1. N. T. Wright describes the importance of the resurrection: “With the resurrection of Jesus a new world has dawned in which forgiveness of sins is not simply a private experience; it is a fact about the cosmos. Sin is the root cause of death; if death has been defeated, it must mean that sin has been dealt with. But if the Messiah has not been raised, we are still in a world where sin reigns supreme and undefeated so that the foundational Christian belief, that God has dealt with our sin in Christ, is based on thin air and is reduced to whistling in the dark” (N. T. Wright, Surprised by Hope: Rethinking Heaven, the Resurrection, and the Mission of the Church [New York: Harper Collins, 2008], 247).
Implication #1 - We have Hope - An Expectation. Jesus, when he was raised from the Dead gave us a concrete picture of what Life is like beyond the grave. The end is not the end. - We know the end of the story of our own lives, but also of the World.
Implication #2 - Mike I believe will talk more about this one.

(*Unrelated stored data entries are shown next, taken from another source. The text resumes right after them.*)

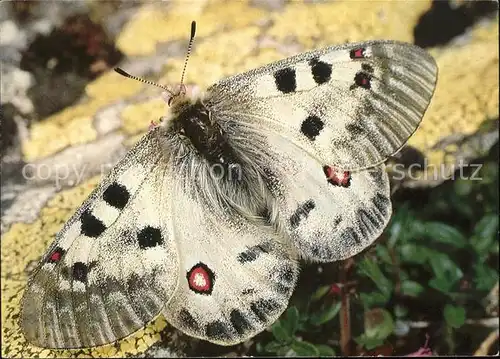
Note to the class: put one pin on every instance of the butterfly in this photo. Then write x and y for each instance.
(206, 218)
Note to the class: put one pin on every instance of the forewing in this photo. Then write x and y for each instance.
(235, 277)
(113, 266)
(351, 105)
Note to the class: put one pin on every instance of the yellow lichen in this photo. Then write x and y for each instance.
(338, 22)
(465, 96)
(74, 125)
(160, 23)
(137, 117)
(111, 86)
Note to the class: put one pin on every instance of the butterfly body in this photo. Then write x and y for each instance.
(206, 217)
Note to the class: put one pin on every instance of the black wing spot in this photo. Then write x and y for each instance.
(186, 318)
(149, 237)
(358, 53)
(91, 225)
(80, 271)
(311, 127)
(301, 212)
(116, 195)
(263, 308)
(321, 71)
(362, 80)
(382, 203)
(254, 252)
(285, 80)
(367, 68)
(240, 322)
(56, 255)
(218, 330)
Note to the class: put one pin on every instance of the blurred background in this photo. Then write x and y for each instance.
(429, 285)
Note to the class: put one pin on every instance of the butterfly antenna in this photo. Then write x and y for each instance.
(193, 32)
(126, 74)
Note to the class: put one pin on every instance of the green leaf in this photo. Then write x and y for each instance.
(280, 333)
(370, 269)
(400, 311)
(414, 253)
(441, 284)
(454, 315)
(378, 323)
(325, 350)
(485, 233)
(292, 321)
(443, 267)
(302, 348)
(320, 292)
(485, 277)
(411, 288)
(445, 234)
(374, 299)
(326, 315)
(273, 347)
(368, 343)
(383, 254)
(462, 187)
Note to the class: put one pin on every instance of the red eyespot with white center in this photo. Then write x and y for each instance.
(337, 177)
(358, 53)
(201, 279)
(56, 255)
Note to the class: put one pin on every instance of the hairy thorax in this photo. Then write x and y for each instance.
(212, 167)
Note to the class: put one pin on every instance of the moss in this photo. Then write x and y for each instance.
(230, 40)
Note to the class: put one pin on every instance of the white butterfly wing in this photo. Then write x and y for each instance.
(236, 277)
(329, 214)
(351, 106)
(112, 267)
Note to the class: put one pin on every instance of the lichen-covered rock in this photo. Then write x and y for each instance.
(233, 36)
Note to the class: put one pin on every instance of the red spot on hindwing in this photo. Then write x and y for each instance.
(201, 279)
(357, 53)
(337, 177)
(56, 255)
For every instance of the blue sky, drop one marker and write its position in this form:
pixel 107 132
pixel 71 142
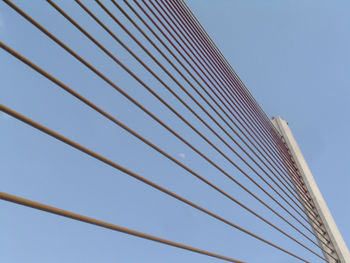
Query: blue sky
pixel 294 56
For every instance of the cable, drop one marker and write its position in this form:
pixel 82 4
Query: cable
pixel 92 221
pixel 132 174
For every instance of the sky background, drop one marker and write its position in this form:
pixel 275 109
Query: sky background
pixel 294 57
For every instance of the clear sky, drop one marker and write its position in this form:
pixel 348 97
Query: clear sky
pixel 294 57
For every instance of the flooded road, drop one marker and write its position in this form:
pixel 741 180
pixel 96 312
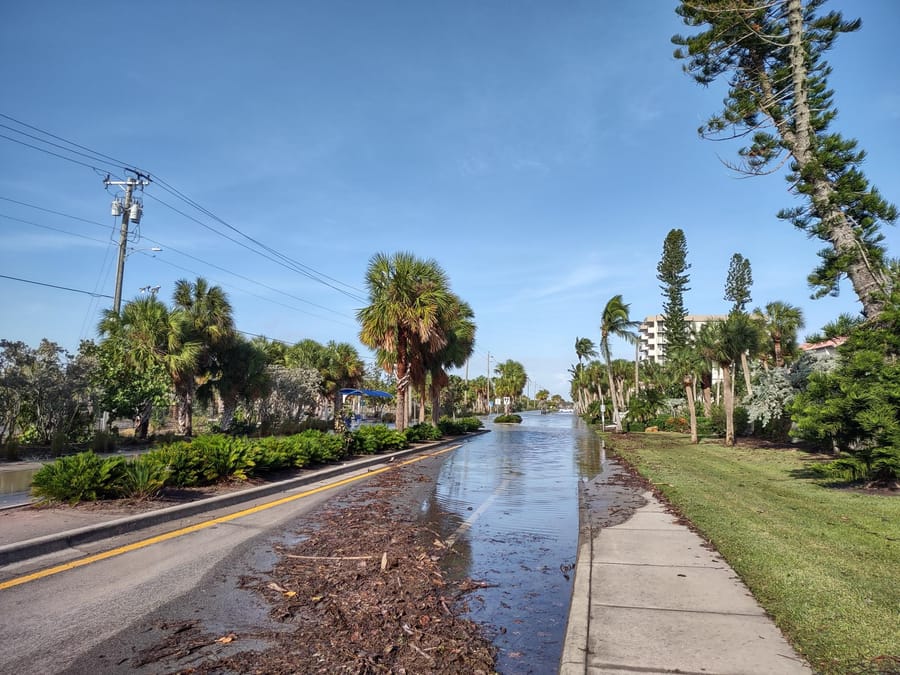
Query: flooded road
pixel 512 500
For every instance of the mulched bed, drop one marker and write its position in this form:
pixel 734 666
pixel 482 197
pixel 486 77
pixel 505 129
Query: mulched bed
pixel 363 593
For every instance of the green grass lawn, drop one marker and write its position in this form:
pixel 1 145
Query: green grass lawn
pixel 824 562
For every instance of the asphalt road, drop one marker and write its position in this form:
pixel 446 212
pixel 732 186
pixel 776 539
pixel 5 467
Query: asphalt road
pixel 98 617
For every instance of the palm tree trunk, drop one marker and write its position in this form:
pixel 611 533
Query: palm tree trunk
pixel 692 408
pixel 612 396
pixel 729 404
pixel 745 366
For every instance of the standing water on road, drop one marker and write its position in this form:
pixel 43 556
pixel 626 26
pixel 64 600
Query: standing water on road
pixel 512 500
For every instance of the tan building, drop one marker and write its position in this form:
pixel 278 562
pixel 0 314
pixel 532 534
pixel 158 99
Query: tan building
pixel 652 333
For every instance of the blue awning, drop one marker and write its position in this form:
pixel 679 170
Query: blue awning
pixel 366 392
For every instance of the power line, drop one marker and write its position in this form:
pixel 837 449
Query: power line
pixel 173 249
pixel 62 288
pixel 286 261
pixel 117 162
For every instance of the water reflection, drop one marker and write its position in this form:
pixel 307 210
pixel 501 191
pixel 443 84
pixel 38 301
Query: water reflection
pixel 509 501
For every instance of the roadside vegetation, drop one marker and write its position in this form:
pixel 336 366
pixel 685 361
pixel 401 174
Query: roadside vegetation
pixel 823 562
pixel 214 458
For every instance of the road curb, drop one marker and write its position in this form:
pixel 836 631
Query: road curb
pixel 51 543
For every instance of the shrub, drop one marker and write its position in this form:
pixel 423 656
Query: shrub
pixel 183 461
pixel 878 465
pixel 321 446
pixel 11 451
pixel 104 441
pixel 76 478
pixel 143 477
pixel 223 457
pixel 717 420
pixel 457 427
pixel 422 432
pixel 271 454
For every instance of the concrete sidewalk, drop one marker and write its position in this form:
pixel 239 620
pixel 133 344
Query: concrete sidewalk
pixel 651 597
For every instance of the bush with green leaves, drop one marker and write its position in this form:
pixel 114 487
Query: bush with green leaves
pixel 223 457
pixel 717 420
pixel 319 446
pixel 143 477
pixel 423 432
pixel 459 426
pixel 371 439
pixel 870 465
pixel 184 463
pixel 76 478
pixel 272 453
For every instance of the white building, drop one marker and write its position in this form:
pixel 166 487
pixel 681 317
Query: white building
pixel 652 332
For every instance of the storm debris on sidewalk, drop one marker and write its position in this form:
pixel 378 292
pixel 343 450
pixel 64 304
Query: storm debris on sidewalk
pixel 364 593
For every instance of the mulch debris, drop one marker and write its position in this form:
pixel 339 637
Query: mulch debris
pixel 363 592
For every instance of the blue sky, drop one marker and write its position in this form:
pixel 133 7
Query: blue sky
pixel 539 151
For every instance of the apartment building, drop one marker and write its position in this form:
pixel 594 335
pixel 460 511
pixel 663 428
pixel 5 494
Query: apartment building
pixel 652 333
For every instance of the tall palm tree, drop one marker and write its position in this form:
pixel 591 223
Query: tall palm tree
pixel 615 322
pixel 683 364
pixel 511 379
pixel 152 340
pixel 407 297
pixel 244 377
pixel 206 318
pixel 341 368
pixel 584 349
pixel 732 337
pixel 458 326
pixel 781 321
pixel 705 344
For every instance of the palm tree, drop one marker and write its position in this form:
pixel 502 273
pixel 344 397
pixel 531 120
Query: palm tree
pixel 341 368
pixel 244 377
pixel 458 327
pixel 732 337
pixel 152 341
pixel 781 322
pixel 584 349
pixel 206 318
pixel 407 297
pixel 615 322
pixel 705 344
pixel 684 363
pixel 511 379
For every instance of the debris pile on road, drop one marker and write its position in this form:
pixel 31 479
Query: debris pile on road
pixel 364 593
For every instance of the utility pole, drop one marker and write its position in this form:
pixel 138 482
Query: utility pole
pixel 130 210
pixel 489 402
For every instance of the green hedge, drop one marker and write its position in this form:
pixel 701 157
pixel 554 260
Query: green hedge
pixel 204 460
pixel 457 427
pixel 419 433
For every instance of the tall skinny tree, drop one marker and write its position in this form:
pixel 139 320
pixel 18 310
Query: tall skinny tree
pixel 771 52
pixel 737 289
pixel 615 322
pixel 672 272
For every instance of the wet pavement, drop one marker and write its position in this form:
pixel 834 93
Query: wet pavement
pixel 510 510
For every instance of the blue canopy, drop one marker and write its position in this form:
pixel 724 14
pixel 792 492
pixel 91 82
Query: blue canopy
pixel 366 392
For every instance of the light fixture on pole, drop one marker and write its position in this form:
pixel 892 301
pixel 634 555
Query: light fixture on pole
pixel 130 210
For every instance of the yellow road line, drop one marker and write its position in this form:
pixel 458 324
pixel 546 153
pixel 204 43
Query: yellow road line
pixel 81 562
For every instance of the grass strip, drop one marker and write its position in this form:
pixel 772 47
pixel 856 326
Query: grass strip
pixel 823 562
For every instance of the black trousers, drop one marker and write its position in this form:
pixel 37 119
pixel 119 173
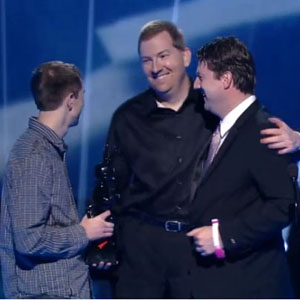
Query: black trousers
pixel 154 263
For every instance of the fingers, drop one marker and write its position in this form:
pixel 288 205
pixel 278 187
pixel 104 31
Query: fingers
pixel 102 265
pixel 279 123
pixel 201 251
pixel 105 214
pixel 193 232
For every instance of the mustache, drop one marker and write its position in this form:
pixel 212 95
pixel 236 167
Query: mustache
pixel 202 92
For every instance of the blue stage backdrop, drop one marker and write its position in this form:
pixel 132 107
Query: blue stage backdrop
pixel 100 37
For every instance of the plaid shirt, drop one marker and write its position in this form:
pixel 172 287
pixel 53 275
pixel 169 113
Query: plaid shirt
pixel 41 241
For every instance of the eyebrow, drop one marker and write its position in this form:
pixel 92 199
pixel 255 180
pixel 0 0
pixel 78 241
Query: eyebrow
pixel 159 53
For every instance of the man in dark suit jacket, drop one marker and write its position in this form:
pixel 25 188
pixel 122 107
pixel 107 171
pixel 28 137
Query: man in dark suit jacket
pixel 246 187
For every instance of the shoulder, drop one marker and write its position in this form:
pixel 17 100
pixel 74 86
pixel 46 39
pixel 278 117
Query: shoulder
pixel 30 150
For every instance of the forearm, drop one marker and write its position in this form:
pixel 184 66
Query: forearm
pixel 51 241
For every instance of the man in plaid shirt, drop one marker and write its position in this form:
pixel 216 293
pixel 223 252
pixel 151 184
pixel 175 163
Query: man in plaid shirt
pixel 42 239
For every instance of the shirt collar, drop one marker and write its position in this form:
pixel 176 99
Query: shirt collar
pixel 229 120
pixel 48 133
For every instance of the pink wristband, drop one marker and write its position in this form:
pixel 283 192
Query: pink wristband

Corinthian View - material is evil, spirit is pure. So what you do with your body in this life does not matter.
Paul and the resurrection - vs 56-58 - What we do in our body today matters, because there is continuity. Yet we need a total transformation. - But here I want to emphasize, because the Resurrection, or the after-life is not just about you.
We are being transformed to fulfill God’s plan for humanity to be His image bearers to care for the earth, which has the curse of sin removed from it.
Conclusion:
- Do you have hope in the Resurrection? Are you ready for a transformation?